Rev. Tobias Haller, rector of Saint James Episcopal Church in the Bronx and a member of the House of Deputies Committee on Consecration of Bishops, told Virtue Online after the briefing that he sees no grounds for reversing the ordination of Bishop Robinson. "I don't think at this point any have been brought up that would be persuasive." Simply because other provinces of the international Anglican Communion do not approve of an Episcopal Church decision does not compel the church to make a reversal, he said.

Second, the church will elect a new presiding bishop for the next nine years, to replace Bishop Frank Griswold.

Asked at the press briefing whether the Anglican rift will be consequential in the presiding bishop election, Bishop Gordon Scruton of the Diocese of Western Massachusetts, who sits on the Constitution Committee, replied, "I certainly think it will be an important part of the issue ... There hasn't been lots of politicking about this at all."

Bishop Sergio Carranza of the diocese of Los Angeles who sits on the Prayer Book and Liturgy Committee, added, "We will place ourselves in the hands of the Holy Spirit and certainly that [issue] will be in the back of our minds."

Among the candidates for presiding bishop is one woman, the Right Rev. Katharine Jefferts Schori, Bishop of Nevada. According to Canon Williams, "The role of women in the Episcopate is affirmed by provinces other than the Episcopal Church." Noting that the suffragan bishop of New York, the Right Rev. Catharine Roskam, is well-received within her diocese, Rev. Haller stated, "I think there would be a sense of welcome rather than a friction."

In addition to electing a new presiding bishop, the Convention will choose whether to confirm the election of four bishops, including Bishop-elect Mark Andrus of the diocese of California. Virtue Online first reported that Andrus had a confidentiality agreement when he was a curate in Pennsylvania, which Rev. Haller says "may be an issue" for the Committee on Consecration of Bishops.

Haller says also that the Committee on the Consecration of Bishops will be asking bishops-elect "how [the division in the international Anglican Communion] will affect them ... because they're the ones who as bishops will be facing the issue."

Not only does the Episcopal Church face alienation from its global fellowship, it must address a rapid decline of church attendance as well.

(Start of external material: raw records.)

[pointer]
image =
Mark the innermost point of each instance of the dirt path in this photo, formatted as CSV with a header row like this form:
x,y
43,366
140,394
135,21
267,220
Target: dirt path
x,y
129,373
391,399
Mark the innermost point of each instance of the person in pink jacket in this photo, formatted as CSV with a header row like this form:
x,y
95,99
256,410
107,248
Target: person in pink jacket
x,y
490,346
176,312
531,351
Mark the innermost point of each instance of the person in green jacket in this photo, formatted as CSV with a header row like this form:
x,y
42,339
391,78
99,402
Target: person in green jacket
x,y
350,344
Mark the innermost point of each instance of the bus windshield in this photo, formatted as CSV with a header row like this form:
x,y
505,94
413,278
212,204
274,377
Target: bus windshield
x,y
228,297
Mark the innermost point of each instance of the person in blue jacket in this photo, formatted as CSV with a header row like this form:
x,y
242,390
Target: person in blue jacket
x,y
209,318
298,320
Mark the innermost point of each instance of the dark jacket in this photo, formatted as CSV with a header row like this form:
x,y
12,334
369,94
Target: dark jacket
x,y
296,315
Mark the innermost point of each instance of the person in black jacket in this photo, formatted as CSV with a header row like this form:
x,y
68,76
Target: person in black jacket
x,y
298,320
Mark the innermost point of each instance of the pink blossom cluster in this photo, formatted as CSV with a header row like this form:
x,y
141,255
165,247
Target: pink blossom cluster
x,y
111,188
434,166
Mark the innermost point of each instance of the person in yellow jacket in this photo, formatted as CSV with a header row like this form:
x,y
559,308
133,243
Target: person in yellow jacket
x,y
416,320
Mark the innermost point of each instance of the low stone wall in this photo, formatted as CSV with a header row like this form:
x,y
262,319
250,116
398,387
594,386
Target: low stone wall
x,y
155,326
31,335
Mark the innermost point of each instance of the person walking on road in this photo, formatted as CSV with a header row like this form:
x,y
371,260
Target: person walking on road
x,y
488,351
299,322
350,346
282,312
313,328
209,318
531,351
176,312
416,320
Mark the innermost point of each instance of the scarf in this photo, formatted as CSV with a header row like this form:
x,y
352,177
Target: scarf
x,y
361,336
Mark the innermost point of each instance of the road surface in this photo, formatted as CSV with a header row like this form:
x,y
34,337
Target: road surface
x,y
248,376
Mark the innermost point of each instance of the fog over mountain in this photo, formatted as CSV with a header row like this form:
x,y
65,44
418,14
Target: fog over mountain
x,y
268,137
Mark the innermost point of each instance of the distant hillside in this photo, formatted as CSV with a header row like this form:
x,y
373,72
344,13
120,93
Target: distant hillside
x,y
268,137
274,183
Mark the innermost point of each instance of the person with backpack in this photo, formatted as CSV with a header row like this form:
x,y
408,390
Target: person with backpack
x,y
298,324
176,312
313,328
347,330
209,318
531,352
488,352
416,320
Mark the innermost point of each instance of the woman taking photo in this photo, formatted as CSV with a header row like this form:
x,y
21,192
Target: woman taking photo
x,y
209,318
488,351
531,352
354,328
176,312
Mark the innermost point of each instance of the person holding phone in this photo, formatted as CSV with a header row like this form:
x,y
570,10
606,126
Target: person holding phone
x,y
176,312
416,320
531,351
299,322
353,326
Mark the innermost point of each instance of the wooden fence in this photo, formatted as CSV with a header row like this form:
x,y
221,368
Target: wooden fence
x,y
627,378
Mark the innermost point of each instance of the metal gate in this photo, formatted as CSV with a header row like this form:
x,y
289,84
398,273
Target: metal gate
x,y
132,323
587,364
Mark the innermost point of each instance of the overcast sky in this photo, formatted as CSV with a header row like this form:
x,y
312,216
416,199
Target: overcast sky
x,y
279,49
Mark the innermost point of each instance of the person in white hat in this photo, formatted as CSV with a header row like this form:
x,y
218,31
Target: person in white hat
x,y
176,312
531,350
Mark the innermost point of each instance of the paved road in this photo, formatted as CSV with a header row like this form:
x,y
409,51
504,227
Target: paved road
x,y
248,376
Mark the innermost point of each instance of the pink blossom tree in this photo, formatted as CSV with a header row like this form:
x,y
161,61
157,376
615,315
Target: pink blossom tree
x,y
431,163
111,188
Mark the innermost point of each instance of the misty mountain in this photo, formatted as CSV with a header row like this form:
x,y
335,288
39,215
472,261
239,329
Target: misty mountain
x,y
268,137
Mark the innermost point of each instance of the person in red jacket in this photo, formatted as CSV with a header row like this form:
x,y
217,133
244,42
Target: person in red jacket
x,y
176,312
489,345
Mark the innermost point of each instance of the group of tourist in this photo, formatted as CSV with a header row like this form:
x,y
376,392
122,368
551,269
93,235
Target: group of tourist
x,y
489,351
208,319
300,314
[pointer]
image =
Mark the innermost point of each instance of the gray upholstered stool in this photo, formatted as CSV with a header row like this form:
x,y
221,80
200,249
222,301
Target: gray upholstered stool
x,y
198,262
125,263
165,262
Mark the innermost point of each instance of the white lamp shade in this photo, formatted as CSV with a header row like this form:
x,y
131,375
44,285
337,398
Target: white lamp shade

Canon Williams explained to the press briefing that the theme of the General Convention is "Come and Grow." A recent Gallup survey shows that Episcopalians are the least likely Christians in the United States to attend church on a weekly basis. The Standing Commission on Domestic Mission and Evangelism cites an "alarming decline in attendance," particularly over the past few years. Furthermore, the church has had difficulty attracting young people.

Delegates to the 75th Episcopal General Convention will be discussing the church's "20/20" strategy for doubling church attendance by 2020.